Güncelleme Tarihi:
İzmir’de modern ve çağdaş sanat eserlerine kapısını açan Folkart Gallery ödüllü yazar, senarist ve eleştirmen Selim İleri’nin düzyazı serüveninden yansıyanlar ile soyut ressam Ali Kotan’ın, İleri’den esinlendiği eserleri, ‘Gece Sirenleri’ başlığı altında özel olarak buluşturdu. Açıldığı 2015 yılından bu yana Sebastiao Salgado, Robert Capa, Chema Madoz ve Ivan Marchuk gibi isimlerle İzmirlileri buluşturan kuruluş, aynı zamanda Çanakkale Savaşları, Bedri Rahmi Retrospektifi ve usta edebiyatçı Adonis’in ressam Habip Aydoğdu ile randevusunu gündeme katmıştı. Galeride açılan ve izleme süresi uzatılan ‘Büyük Dâhi: Gazi Mustafa Kemal’ sergisini ise bugüne değin yüz binler gezdi.

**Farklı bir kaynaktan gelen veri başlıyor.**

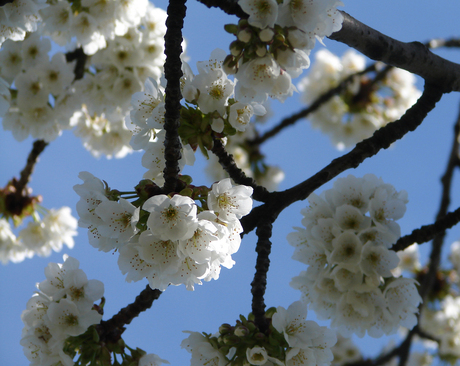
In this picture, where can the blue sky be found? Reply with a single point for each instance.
(414, 164)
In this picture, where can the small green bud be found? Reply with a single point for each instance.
(225, 329)
(236, 47)
(241, 331)
(231, 28)
(261, 51)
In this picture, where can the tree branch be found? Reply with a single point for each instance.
(110, 331)
(413, 57)
(229, 165)
(37, 149)
(81, 58)
(230, 7)
(427, 232)
(259, 284)
(322, 99)
(381, 139)
(173, 73)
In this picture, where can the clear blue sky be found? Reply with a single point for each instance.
(414, 164)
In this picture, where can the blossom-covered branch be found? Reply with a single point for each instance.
(238, 176)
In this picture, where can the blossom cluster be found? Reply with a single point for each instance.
(291, 341)
(346, 240)
(91, 22)
(37, 79)
(62, 308)
(274, 43)
(40, 237)
(169, 239)
(19, 17)
(125, 45)
(363, 106)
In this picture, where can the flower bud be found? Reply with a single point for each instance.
(231, 28)
(236, 47)
(244, 35)
(261, 51)
(241, 331)
(266, 35)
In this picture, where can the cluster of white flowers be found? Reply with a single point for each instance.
(444, 325)
(364, 106)
(126, 43)
(19, 17)
(274, 44)
(62, 308)
(345, 243)
(292, 341)
(37, 79)
(91, 22)
(40, 237)
(177, 245)
(409, 261)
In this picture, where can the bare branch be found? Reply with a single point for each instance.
(173, 73)
(427, 232)
(381, 139)
(111, 330)
(413, 57)
(230, 7)
(322, 99)
(259, 284)
(229, 165)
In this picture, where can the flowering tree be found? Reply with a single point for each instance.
(124, 84)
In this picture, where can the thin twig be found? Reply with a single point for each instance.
(228, 163)
(37, 149)
(173, 72)
(427, 232)
(111, 330)
(259, 284)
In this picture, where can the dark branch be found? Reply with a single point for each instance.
(381, 139)
(322, 99)
(413, 57)
(37, 149)
(81, 58)
(238, 176)
(428, 232)
(447, 43)
(111, 330)
(173, 96)
(230, 7)
(259, 284)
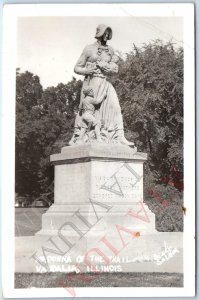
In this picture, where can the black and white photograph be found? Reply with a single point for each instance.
(99, 150)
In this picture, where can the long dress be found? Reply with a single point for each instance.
(109, 111)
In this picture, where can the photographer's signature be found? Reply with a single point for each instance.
(159, 258)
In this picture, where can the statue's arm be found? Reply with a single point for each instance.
(110, 67)
(80, 67)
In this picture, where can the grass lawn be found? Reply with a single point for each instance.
(52, 280)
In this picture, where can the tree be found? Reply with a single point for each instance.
(150, 89)
(43, 118)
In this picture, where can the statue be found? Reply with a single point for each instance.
(99, 118)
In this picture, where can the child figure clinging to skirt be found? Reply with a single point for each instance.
(88, 107)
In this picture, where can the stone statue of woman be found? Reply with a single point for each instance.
(96, 63)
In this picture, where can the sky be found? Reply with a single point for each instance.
(50, 46)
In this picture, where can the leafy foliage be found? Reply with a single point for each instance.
(150, 89)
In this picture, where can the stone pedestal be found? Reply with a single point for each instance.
(98, 188)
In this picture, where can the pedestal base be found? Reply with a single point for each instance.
(94, 182)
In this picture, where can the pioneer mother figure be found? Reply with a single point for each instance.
(97, 62)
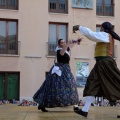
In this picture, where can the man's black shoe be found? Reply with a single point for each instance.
(80, 112)
(118, 116)
(75, 108)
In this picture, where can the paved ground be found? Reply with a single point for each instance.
(14, 112)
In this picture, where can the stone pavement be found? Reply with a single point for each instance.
(14, 112)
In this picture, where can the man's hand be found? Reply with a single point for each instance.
(75, 28)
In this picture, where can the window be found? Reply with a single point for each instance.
(104, 7)
(8, 37)
(9, 4)
(9, 85)
(58, 6)
(115, 46)
(56, 31)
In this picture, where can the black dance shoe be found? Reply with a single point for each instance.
(118, 116)
(75, 108)
(80, 112)
(42, 108)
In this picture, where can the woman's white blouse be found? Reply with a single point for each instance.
(94, 36)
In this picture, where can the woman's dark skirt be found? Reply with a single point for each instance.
(58, 91)
(104, 80)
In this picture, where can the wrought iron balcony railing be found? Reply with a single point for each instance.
(9, 4)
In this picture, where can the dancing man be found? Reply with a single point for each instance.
(104, 78)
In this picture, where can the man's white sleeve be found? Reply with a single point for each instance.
(94, 36)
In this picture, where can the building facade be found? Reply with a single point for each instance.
(29, 30)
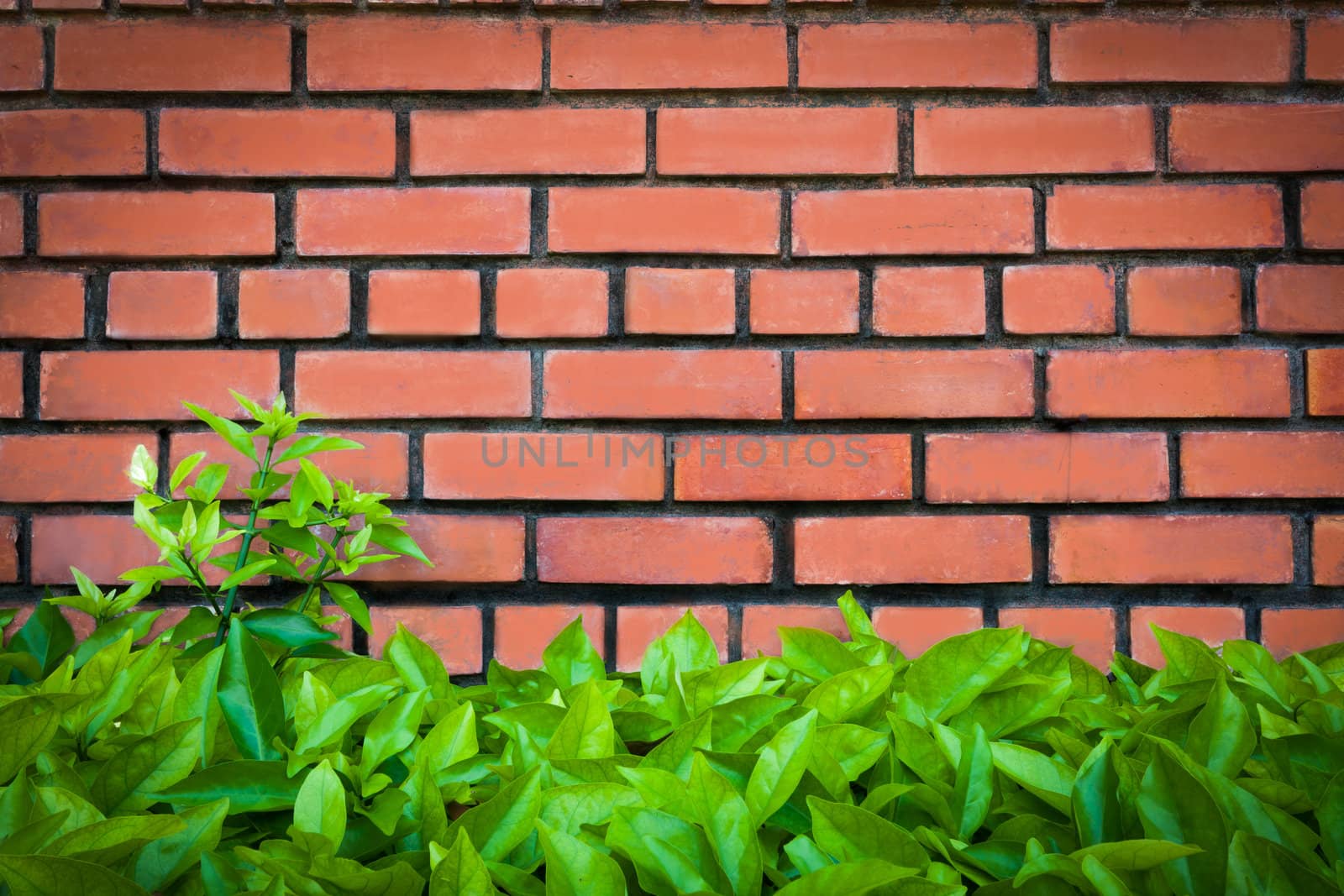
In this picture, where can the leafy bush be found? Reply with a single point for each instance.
(275, 763)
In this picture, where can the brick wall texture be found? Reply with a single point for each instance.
(1021, 313)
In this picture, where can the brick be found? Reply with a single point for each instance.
(423, 302)
(1184, 301)
(174, 56)
(761, 625)
(917, 54)
(293, 304)
(1252, 465)
(913, 385)
(71, 143)
(664, 219)
(669, 56)
(523, 631)
(1167, 383)
(454, 633)
(638, 627)
(929, 301)
(533, 302)
(152, 385)
(1171, 550)
(386, 53)
(1046, 468)
(777, 141)
(156, 224)
(338, 385)
(277, 143)
(427, 221)
(1211, 625)
(927, 221)
(680, 301)
(1047, 140)
(937, 550)
(543, 466)
(1166, 217)
(792, 468)
(150, 304)
(1089, 631)
(528, 141)
(1191, 50)
(664, 383)
(1257, 137)
(654, 550)
(463, 548)
(804, 301)
(45, 469)
(40, 305)
(1059, 298)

Yine tamamen bir Folkart Gallery projesi olarak, Direktör Fahri Özdemir’in girişimiyle yaklaşık üç yıl önce başlatılan ‘Gece Sirenleri’ sergisinde, sanatın farklı disiplinlerinde eşzamanlı üretim dikkati çekiyor. Sergide, toplam 85 eser yer alıyor. Bu vesileyle Kotan’ın resimleri Selim İleri’ye, İleri’nin metinleri ise bugüne kadar 52 kişisel sergi açmış ressam Ali Kotan’a emanet edilmiş. İki usta isim izole edilmiş eserlerde hissettiklerini, gördüklerini, algıladıklarını, kendi sanat dallarında eserleriyle yorumlarken, kamuoyu karşısına çıkıyor. İleri ve Kotan bu projeyi, “metin ve imgenin dünya karşısındaki çevre ve hiçlik kavgası” olarak betimliyor. İyi ve güzelden yana imge ve harflerin tanıklığından oluşan sergi bir bakıma, sanatçıların iki odaklı hayata karşı çıkıyor oluşlarını da cisimleştiriyor.
AŞKIN, MAHREM, METAFİZİK BİR ‘HÜCRE’...
Ali Kotan ise yapıtlarıyla imgenin temsil ettiği unsurlar üzerindeki mülkiyet seviyesini, izleyici nezdinde sınıyor ve her defasında çok yüksek bir görsel ‘desibel’ ile, yine bunu inkâr ediyor. İmgenin özgünlüğü ve özgürlüğü adına, oldukça iradi bir kaçış ve arayış hızı içinde üreten ressam Kotan, bu mertebede güzel ve çirkin olanın didaktik, tepeden inmeci ve biçimsel olarak değil, tamamen tavır ve tutuma dayalı olarak, nasıl ahlaki bir tavırla yansıtılabileceğini araştırıyor.
Gençliğinde sol eylemlere aktif olarak katılmış ve faşist devlet aygıtlarının baskısına da maruz kalmış olan Kotan’ın, tuval üzerinde, her şeyi bize hiç de öyle güllük gülistanlık olarak sunmayan, adeta kimi duygusal iklim değişikliklerine maruz kalan ‘varlık’ları, saçtıkları, taşıdıkları olanca kötümserliğe karşın, bir nevi hayat kavgasının da neferleri, sağ kurtulanları, savaşımcıları veya mağdurları halindeler. Bu da akla İtalyan düşünür Antonio Gramsci’nin meşhur sözünü getiriyor: “Aklın kötümserliği, iradenin iyimserliğidir.”
Bilindiği gibi Gramsci de 1926’da 35 yaşında ve İtalyan Komünist Partisi’nin lideri ve parlamentoda milletvekili iken Mussolini’nin faşist rejimince tutuklanmış ve Sicilya yakınındaki Ustica Adası’nda geçirdiği bir yıl dışında, ölüm yılı olan 1937’ye dek zamanını ya hapishanede ya da hastanede yazarak geçirmişti.
Kotan da atölyesini, desen kâğıdı ve tuvallerini böylesi aşkın, mahrem, metafizik bir ‘hücre’ gibi tecrübe ediyor. Ressam, dünya üzerinde sezgileri refakatinde gözlemleyip yaşadığı her türlü psikolojik, sosyal, kimliksel, fiziksel baskı ve kısıtlamayı, bu koşullarda birer defter sayfası gibi tuttuğu günlük - tuvalleri ile, desen defterlerinde, bu âlem ve varlıklar kanalıyla betimliyor.
Sergi 19 Ocak’a kadar, pazartesi günleri hariç haftanın altı günü Folkart Gallery’de ziyaret edilebilir.